Ontem, durante uma longa hora de conversa, dediquei-me amenizar o sofrimento e as ideias de meu filho mais novo.
Amuado, triste, raivoso com os 7 a 1 da Alemanha, não queria nem conversa sobre o assunto.
Dizia que queria destruir os alemães e tudo que fosse alemão.
– Até o cachorro-quente?
– O cachorro quente não é da Alemanha, é dos Estados Unidos.
– Mas a salsicha é da Alemanha…
– Então não como mais cachorro-quente!
– Nem hambúrguer?
E ele, com expressão de espanto e susto, já imaginando a renúncia ao McDonald’s, mais dolorosa que a do futebol que ele ainda não sabe saborear:
– Hambúrguer não é da Alemanha, esse eu sei que é dos Estados Unidos!
– Não, você lembra daquele navio que nós vimos – e vimos mesmo, um cheio de conteineres entrando na Baía da Guanabara – e você leu Hamburg (Hamburg Sud) escrito nele e me perguntou que se era hambúrguer e eu não te expliquei que era o nome de uma cidade da Alemanha onde tinha sido inventado o hambúrguer? (meio mentira minha, aliás, porque parece que eram os tártaros que esmigalhavam a carne para comê-la)
– É…
Bom, o medo de perder o hambúrguer abriu espaço para a conversa fluir e ele admitir conversar sobre derrotas e vitórias.
E eu lhe perguntei, então, se não havia meninos como ele na Bósnia, tão tristes quanto ele estava agora quando o Brasil sapecou os 3 a 1 do primeiro jogo.
E na África, aqueles meninos-camarõezinhos, pretinhos, já tristes porque seu time ia embora, não sofreram com os quatro gols brasileiros que nós comemoramos.
Os guris do Chile não foram às lágrimas com aquela bola na trave dos minutos finais e, depois, com os pênaltis?
E os garotos da Colômbia, do México, da Austrália, da Espanha, de todos os 28 países que perderam, antes de nós, o direito de sonhar com a taça?

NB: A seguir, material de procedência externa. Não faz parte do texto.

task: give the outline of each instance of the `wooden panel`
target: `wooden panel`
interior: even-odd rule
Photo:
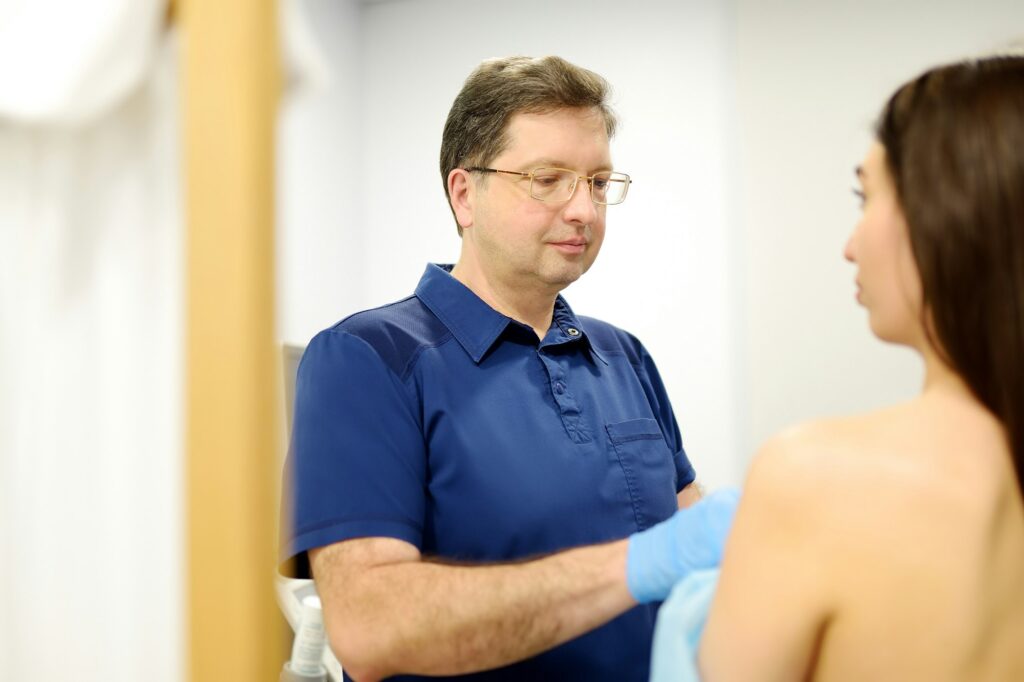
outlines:
[[[275,680],[280,403],[273,0],[179,0],[188,222],[189,679]]]

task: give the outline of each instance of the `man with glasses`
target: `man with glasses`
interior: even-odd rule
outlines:
[[[677,512],[699,494],[654,362],[559,295],[630,187],[607,90],[481,64],[441,145],[458,262],[303,357],[283,556],[355,679],[646,680],[654,602],[718,561],[735,499]]]

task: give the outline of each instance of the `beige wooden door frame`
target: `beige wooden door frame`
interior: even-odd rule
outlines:
[[[192,682],[275,680],[274,0],[177,0],[187,240]]]

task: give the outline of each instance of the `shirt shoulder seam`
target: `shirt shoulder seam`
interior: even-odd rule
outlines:
[[[438,339],[436,343],[424,343],[417,346],[416,352],[414,352],[412,356],[410,356],[409,362],[405,364],[405,368],[402,370],[402,374],[399,377],[402,383],[404,384],[409,379],[409,375],[412,374],[413,369],[415,369],[416,367],[416,363],[419,362],[420,356],[423,355],[425,351],[432,350],[434,348],[440,348],[446,343],[449,343],[453,338],[455,337],[452,334],[452,330],[448,329],[445,332],[444,336]]]
[[[363,313],[372,313],[372,312],[377,311],[377,310],[385,310],[387,308],[393,308],[394,306],[401,305],[401,304],[405,303],[406,301],[408,301],[409,299],[413,299],[413,298],[416,298],[416,294],[410,294],[409,296],[406,296],[405,298],[399,299],[397,301],[392,301],[391,303],[385,303],[384,305],[379,305],[379,306],[376,306],[376,307],[373,307],[373,308],[366,308],[365,310],[357,310],[356,312],[354,312],[354,313],[352,313],[350,315],[346,315],[345,317],[343,317],[340,320],[338,320],[337,322],[335,322],[331,327],[329,327],[329,329],[331,331],[334,331],[334,330],[345,331],[344,329],[338,329],[338,328],[341,325],[345,324],[345,322],[347,322],[348,320],[351,320],[353,317],[357,317],[359,315],[362,315]],[[355,335],[353,334],[352,336],[355,336]]]
[[[418,301],[420,301],[420,303],[424,304],[424,307],[427,309],[427,311],[431,315],[433,315],[434,317],[437,317],[441,321],[441,323],[445,326],[445,332],[441,336],[441,338],[439,338],[434,343],[417,344],[416,345],[416,350],[413,351],[412,354],[410,354],[409,359],[406,361],[405,365],[402,368],[402,372],[399,374],[398,372],[395,372],[393,369],[391,369],[391,365],[388,364],[384,360],[384,358],[381,356],[381,354],[377,351],[377,348],[372,343],[370,343],[369,341],[364,339],[362,336],[360,336],[358,334],[353,334],[352,332],[348,331],[347,329],[344,329],[341,325],[343,325],[347,320],[355,317],[356,315],[360,315],[362,313],[367,313],[367,312],[372,312],[372,311],[375,311],[375,310],[384,310],[385,308],[390,308],[392,306],[400,305],[400,304],[405,303],[406,301],[409,301],[409,300],[412,300],[412,299],[417,299]],[[447,324],[447,322],[444,321],[444,319],[440,318],[437,315],[437,313],[430,306],[426,305],[425,302],[423,301],[423,299],[421,299],[417,294],[410,294],[409,296],[406,296],[405,298],[403,298],[403,299],[401,299],[399,301],[394,301],[392,303],[387,303],[387,304],[382,305],[382,306],[377,306],[376,308],[367,308],[366,310],[360,310],[359,312],[352,313],[351,315],[348,315],[348,316],[344,317],[343,319],[339,320],[338,322],[336,322],[332,327],[329,327],[327,329],[327,331],[332,333],[332,334],[344,334],[345,336],[349,336],[349,337],[351,337],[353,339],[358,339],[363,345],[367,346],[371,351],[373,351],[373,354],[377,356],[377,358],[381,361],[381,364],[383,364],[385,367],[387,367],[388,371],[391,372],[392,374],[394,374],[395,377],[399,381],[401,381],[403,385],[405,384],[406,380],[409,378],[409,375],[412,373],[413,367],[415,366],[416,361],[419,359],[420,355],[423,354],[423,351],[431,349],[431,348],[439,348],[439,347],[445,345],[446,343],[448,343],[449,341],[451,341],[451,339],[452,339],[451,327]]]

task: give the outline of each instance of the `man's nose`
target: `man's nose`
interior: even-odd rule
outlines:
[[[597,220],[597,206],[590,197],[590,183],[586,178],[579,178],[576,181],[576,190],[565,207],[565,219],[567,222],[582,225],[589,225]]]

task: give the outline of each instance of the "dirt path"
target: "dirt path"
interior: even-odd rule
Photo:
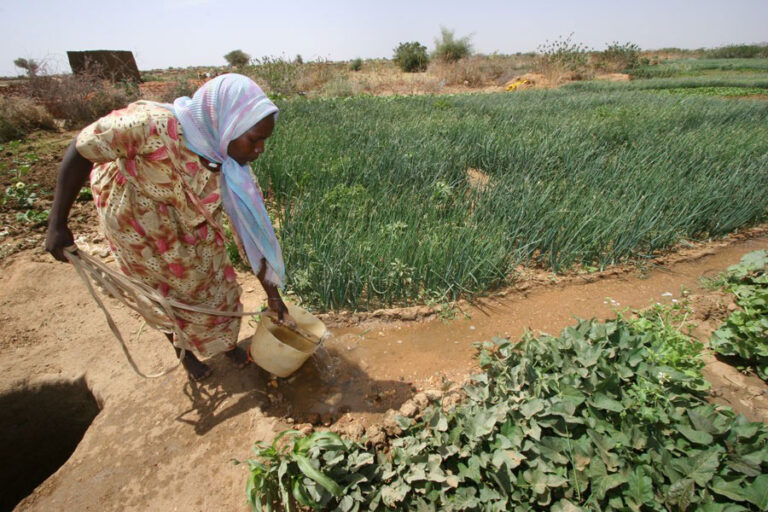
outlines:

Se o argumento é meio sofrível, ao menos teve a virtude de fazer, de cabeça, 32 menos 4, o que é menos maçante do que aquele chato “arme e efetue” da escola.
Pedro foi amolecendo sua tristeza e revolta, porque percebia, com certa vergonha, o que muita gente grande não consegue compreender: que somos todos seres humanos,essencialmente iguais, e só por isso temos o privilégio de usar a palavra humanidade, embora tanto dela nos esqueçamos.
Entender que a dor não é brasileira, não é bósnia, não é costarriquenha ou “belgicana”. E nem branca, preta, nem mulata ou amarela.
É dor, e passa, e cura, e sara.
E estamos prontos para novas alegrias e outras dores, porque é nisso, afinal, que se resume a vida.
Se é que a vida se resume, pois é tão grande e larga que talvez nada a possa conter ou definir, menos ainda a risca de cal de um campo de futebol ou uma bola que suicida seu instante de pássaro em uma rede.
Pedro vai hoje torcer comigo pelos argentinos.
Mas não por vingança dos alemães.
É porque com os garotos da mesma rua é mais fácil e melhor brincar, jogar, ganhar, perder, brigar e fazer as pazes.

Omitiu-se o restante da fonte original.